Commentary on the Gospel of

Dennis Hamm, S.J.-Creighton University's Theology Department
The Solemnity of the Most Holy Body and Blood of Christ

We used to call this special annual celebration of the gift of the Holy Eucharist by the name Corpus Christi (Latin for “Body of Christ”). The more recent English title puts us back in touch with the vivid concreteness of Jesus’ gift of himself in his humanity, now present to us as our risen Lord, and accessible tangibly in the meal form of bread of wine. This Sunday’s second reading from St. Paul’s first letter to the Corinthians gives us the earliest report of the Last Supper — some ten to twenty years before the Gospel accounts.
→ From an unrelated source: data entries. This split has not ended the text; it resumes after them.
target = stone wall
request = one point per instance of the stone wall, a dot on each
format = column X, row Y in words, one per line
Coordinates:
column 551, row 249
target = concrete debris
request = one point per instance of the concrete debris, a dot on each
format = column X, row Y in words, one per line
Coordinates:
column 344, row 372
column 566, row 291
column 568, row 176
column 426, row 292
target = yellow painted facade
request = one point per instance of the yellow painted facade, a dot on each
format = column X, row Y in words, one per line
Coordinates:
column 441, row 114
Let’s savor his special treatment of this central sacrament of our faith.

“On the night when he was betrayed” reminds us of the drama of the Gethsemane prayer and the arrest, leading to Jesus’ Passion and death—and the human complicity (Jewish and Roman) entailed in all of this.
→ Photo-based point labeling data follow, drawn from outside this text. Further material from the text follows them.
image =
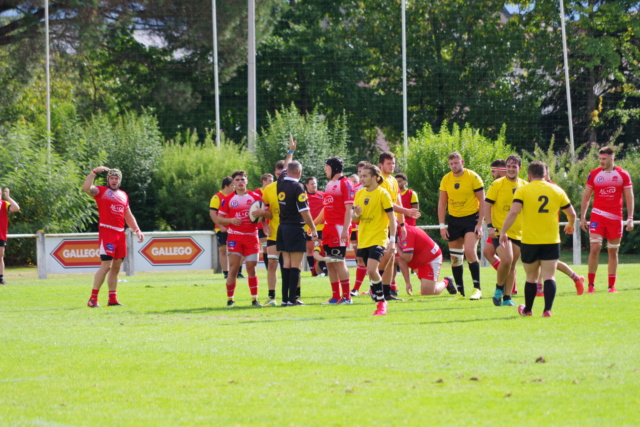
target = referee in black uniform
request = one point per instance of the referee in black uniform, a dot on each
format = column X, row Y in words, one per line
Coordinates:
column 294, row 213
The words identifying the bread and wine with his body and blood point both to the death that separated his blood from his body and to the fact that his risen presence to the community at worship would indeed be nurturing and empowering as “bread for the road” in the post-Easter mission.
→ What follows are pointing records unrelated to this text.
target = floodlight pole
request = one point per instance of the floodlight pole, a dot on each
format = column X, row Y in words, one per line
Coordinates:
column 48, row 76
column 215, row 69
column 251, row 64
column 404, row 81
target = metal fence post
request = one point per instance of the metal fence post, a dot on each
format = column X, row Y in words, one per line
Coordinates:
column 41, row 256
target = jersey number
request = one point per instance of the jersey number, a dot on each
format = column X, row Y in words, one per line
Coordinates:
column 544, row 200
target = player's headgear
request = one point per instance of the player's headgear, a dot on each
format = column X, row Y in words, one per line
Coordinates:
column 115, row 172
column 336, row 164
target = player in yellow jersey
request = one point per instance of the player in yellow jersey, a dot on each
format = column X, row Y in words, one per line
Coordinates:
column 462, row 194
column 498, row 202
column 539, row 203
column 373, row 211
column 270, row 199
“New covenant in my blood” is language that reminds the community that it is part of the renewed covenant people of God. The mandate (spoken twice) —“Do this in memory of me”— makes this more than a memory; it is a commission to repeat this ritual as a regular practice of the community, reminding us of our identity as the body of Christ meant for the life of the world.

It is also a repeated proclamation of “the death of the Lord until he comes.” That is a faith claim. What is proclaimed is not simply the death of a Palestinian craftsman; it is the death of the one we know as our risen Lord, present and empowering us in the continuation of his mission for forgiveness and the creation of a community of love and service. The phrase “… until he comes” expresses the sure hope that the kingdom of God will come to full expression in a future in which we will participate.

And why does Paul include this tradition in this letter? Not for archival reasons. He does it to remind the Corinthian Christians that their failure to take care of one another is a failure to “discern the body of Christ” (v. 29) — both as the Lord present in the Supper and as the assembled community sharing the same graced life and called to minister to one another. This feast delivers a profound challenge to conversion. Discerning the body gets us involved in unexpected ways with the people and the world around us.